The challenges are indeed significant, especially because of the often long-term nature of the role, says Howard Gleckman, author of Caring for Our Parents: Inspiring Stories of Families Seeking New Solutions to America’s Most Urgent Health Crisis (St. Martin’s Press, 2009) and resident fellow at The Urban Institute. The duration of care for dementia patients is quite a bit longer than that required by other frail elderly populations, Gleckman says, with one-third of dementia patients requiring care for five years or more. This extended period of caregiving takes a major toll on many aspects of caregivers’ lives, affecting them physically, emotionally, and financially.
Physically, caregivers are regularly transferring patients from one place to another—including from the bed to a chair or wheelchair, back and forth to the bathroom, and in and out of the shower. This type of caregiving can also be particularly challenging emotionally, Gleckman says: “There’s frustration because you’re trying to help and are getting nothing obvious back [from the patient].” And because much of the time involved in caregiving each day for an Alzheimer’s patient revolves around watching and waiting for a potential fall or another issue, there is constant stress related to waiting for the next emergency. “It’s much more difficult to be doing nothing for a patient than to be productively helping,” he says.
Because of the near-constant vigilance required of the caregiver, isolation becomes an issue; friends often withdraw, and it’s difficult to get out of the house. “The world becomes smaller and smaller for caregivers and patients,” Gleckman says, and the result is high rates of depression. The financial impact on caregivers is also substantial. “One of the things people don’t think about much is the consequences on caregivers, not just in terms of their current situation but in terms of the future,” Gleckman says. “Quitting a job means no income in the present and less put away for retirement and less for Social Security.”

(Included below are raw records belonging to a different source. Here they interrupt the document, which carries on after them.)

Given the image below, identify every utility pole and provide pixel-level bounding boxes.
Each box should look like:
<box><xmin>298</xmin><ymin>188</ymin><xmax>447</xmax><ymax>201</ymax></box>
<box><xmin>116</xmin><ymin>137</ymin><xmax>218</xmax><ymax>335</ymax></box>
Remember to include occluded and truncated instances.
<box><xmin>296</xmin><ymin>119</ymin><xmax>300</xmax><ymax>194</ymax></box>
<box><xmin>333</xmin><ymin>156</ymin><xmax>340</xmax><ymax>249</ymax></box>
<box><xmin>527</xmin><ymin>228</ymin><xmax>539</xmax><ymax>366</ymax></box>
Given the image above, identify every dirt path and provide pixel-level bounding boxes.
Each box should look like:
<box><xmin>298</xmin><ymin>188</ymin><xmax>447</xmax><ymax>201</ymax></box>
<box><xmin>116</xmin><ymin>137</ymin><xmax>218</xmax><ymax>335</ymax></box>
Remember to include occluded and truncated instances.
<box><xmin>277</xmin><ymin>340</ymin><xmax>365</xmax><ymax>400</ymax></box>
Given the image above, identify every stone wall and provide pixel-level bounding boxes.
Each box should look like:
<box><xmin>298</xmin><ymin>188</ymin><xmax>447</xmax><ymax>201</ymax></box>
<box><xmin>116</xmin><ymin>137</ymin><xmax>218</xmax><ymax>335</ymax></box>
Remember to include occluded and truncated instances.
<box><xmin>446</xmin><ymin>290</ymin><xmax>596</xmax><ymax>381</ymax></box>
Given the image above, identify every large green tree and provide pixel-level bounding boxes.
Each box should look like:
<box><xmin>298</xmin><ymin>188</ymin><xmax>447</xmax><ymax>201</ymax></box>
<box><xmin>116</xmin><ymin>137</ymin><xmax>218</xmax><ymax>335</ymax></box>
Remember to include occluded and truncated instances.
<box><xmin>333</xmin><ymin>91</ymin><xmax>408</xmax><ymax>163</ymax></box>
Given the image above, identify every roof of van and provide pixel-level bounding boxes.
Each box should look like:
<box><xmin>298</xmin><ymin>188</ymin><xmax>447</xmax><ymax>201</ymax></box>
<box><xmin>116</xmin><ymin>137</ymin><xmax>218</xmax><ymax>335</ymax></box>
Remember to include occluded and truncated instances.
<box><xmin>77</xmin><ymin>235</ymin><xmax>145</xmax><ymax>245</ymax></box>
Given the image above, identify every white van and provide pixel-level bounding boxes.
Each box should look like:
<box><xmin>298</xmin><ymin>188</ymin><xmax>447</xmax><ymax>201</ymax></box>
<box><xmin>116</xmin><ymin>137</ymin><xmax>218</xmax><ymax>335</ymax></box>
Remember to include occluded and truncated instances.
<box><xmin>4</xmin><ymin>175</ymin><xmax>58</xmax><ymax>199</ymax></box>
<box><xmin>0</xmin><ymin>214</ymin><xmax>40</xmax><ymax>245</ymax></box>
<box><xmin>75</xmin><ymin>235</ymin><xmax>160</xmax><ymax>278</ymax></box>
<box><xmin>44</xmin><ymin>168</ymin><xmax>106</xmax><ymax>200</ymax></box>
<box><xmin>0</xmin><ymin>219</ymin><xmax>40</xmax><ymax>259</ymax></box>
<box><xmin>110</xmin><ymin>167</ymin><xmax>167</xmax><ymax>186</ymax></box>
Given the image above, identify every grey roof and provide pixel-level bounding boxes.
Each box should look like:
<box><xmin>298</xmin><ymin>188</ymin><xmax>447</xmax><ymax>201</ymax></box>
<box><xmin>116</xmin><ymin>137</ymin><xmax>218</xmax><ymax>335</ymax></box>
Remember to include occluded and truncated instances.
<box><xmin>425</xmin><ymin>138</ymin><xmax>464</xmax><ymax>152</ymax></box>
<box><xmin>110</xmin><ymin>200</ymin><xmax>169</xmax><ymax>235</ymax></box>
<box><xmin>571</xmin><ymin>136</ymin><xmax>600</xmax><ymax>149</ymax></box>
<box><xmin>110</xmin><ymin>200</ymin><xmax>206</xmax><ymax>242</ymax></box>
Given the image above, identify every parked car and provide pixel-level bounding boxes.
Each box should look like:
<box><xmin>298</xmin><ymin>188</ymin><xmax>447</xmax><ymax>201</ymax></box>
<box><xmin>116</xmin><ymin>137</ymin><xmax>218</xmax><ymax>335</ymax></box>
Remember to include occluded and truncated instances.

For caregivers in this role, respite care—short-term temporary relief that allows the caregiver an emotional and physical break—can be critical. Depending on the caregiver’s location and financial resources, respite care options might include adult day care or a home health aid or other in-home care provider. Attending a caregiver support group can also be very helpful, allowing caregivers to share their experiences and get support from others who are in a similar situation. For caregivers who have trouble getting away, the Alzheimer’s Association staffs a 24-hour helpline at (800) 272-3900.
- Alzheimer’s Association. 2011 Alzheimer’s disease facts and figures. Alzheimer’s and Dementia. 2011;7(2):12-45.
- Hebert LE, Scherr PA, Bienias JL, Bennett DA, Evans DA. Alzheimer disease in the US population. Archives of Neurology. 2003;60:1119-22.
- Bird TD. Genetic aspects of Alzheimer’s disease. Genetics in Medicine. 2008;10(4): 231-39.
- Timashenka Geiger A, Morgan O, Meyer K, Skelton K, eds. The Shriver Report: A Woman’s Nation Takes on Alzheimer’s: A Study by Maria Shriver and the Alzheimer’s Association. Alzheimer’s Association; 2010.